Le Parlement européen demande une réévaluation de l’heure d’été

Les eurodéputés estiment dans une résolution adoptée par 384 voix contre 153 que les changements d’heure ont des «effets négatifs sur la santé des êtres humains»

Le Parlement européen a demandé jeudi à la Commission européenne une évaluation des avantages et des inconvénients du changement d’heure semestriel. Il a également requis la présentation, si nécessaire, d’une révision de la directive qui l’organise au sein de l’UE.

La résolution a été adoptée par 384 voix contre 153 et 12 abstentions. Elle amende la proposition initiale de la Commission des transports du Parlement qui demandait directement la fin de l’heure d’été. Les eurodéputés estiment que «de nombreuses études scientifiques [sur le sujet] n’ont pas eu de résultats concluants, mais ont en revanche indiqué l’existence d’effets négatifs sur la santé des êtres humains».

Introduit dans les années 70 par les Etats membres pour faire des économies d’énergie après le premier choc pétrolier, le passage à l’horaire d’été, qui ajoute une heure à l’heure d’hiver, fait l’objet d’une harmonisation au niveau de l’Union européenne depuis 1980.

Aucune étude déterminante

Une évaluation réalisée par les services du Parlement européen montre qu’aucune étude n’a été jusqu’à présent déterminante quant aux avantages et aux inconvénients du changement d’heure, aussi apprécié que décrié selon les individus et la latitude à laquelle ils résident.

La réduction des dépenses énergétiques semble, en tout état de cause, marginale, quand certaines études ne concluent pas à un effet opposé. Les impacts sur la santé humaine sont tout autant discutés, les bénéfices d’une exposition prolongée au soleil étant susceptibles de contrebalancer l’impact négatif du changement d’heure sur le sommeil et la fatigue.

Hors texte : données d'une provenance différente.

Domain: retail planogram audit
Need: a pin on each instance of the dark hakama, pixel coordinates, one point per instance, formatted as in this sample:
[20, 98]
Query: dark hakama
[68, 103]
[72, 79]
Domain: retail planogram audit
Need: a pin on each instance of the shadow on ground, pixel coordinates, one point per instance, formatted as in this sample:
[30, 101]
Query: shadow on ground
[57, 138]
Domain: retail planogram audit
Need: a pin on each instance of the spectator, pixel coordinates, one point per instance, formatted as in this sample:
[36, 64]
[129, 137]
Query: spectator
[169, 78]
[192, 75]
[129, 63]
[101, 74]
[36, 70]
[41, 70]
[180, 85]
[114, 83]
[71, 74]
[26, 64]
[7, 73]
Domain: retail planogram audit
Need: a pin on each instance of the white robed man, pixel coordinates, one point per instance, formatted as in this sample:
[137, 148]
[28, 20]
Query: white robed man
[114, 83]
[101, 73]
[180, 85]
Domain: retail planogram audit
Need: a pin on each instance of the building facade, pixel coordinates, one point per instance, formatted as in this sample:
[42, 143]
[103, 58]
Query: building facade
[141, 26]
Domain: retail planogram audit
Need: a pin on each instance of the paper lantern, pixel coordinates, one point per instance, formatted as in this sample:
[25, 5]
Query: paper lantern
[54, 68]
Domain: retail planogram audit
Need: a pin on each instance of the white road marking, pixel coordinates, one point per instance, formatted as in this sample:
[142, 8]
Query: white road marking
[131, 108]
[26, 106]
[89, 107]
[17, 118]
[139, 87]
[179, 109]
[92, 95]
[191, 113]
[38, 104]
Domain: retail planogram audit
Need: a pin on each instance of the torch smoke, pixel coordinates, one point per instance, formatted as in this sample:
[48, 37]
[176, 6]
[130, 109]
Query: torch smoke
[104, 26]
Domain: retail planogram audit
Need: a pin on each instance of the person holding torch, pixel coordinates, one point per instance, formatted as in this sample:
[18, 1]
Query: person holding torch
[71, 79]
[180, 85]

Violeta Bulc, la commissaire chargée des Transports, a souligné que la question de l’heure d’été n’était pas un sujet, actuellement, pour les Etats membres, co-décideurs avec le Parlement en cas de modification de la directive.

«Si nous décidions de mettre un terme au système, il faudrait le faire dans l’ensemble de l’Union européenne de façon unifiée et synchronisée», a-t-elle souligné, avant de s’interroger: «Les bénéfices compensent-ils les perturbations?»


En Suisse, l’heure d’été est remise en cause depuis 1982

Le débat sur la suppression de l’heure d’été a commencé un an après son adoption définitive par la Confédération.

Berne a appliqué pour la première fois l’heure d’été en 1941, afin d’économiser de l’énergie. Faute d’avoir produit l’effet escompté, la mesure est cependant abandonnée en 1943. C’est finalement en 1981 que la Suisse s’aligne définitivement sur ses voisins. L’Italie et la France appliquent déjà l’heure d’été depuis quelques années, tandis que l’Allemagne et l’Autriche s’y mettent en 1980.

Motion en cours

Le système compte néanmoins un certain nombre de détracteurs. Ils pointent régulièrement la perturbation des rythmes biologiques et des activités agricoles, pour un bénéfice jugé trop faible en contrepartie.

Dès 1982, une initiative populaire «Pour la suppression de l’heure d’été» est déposée par un comité UDC de la région zurichoise. Elle échoue faute de récolter le nombre de signatures requis. Plus récemment, une conseillère nationale de ce même parti dépose une motion intitulée «Pour en finir avec les changements d’heure». Présenté en décembre 2016, l’objet doit encore être traité.

Le Conseil fédéral ne voit de son côté aucune raison d’abandonner l’heure d’été pour l’instant. Mais si les pays voisins franchissaient le pas, la Suisse suivrait pour des raisons principalement économiques.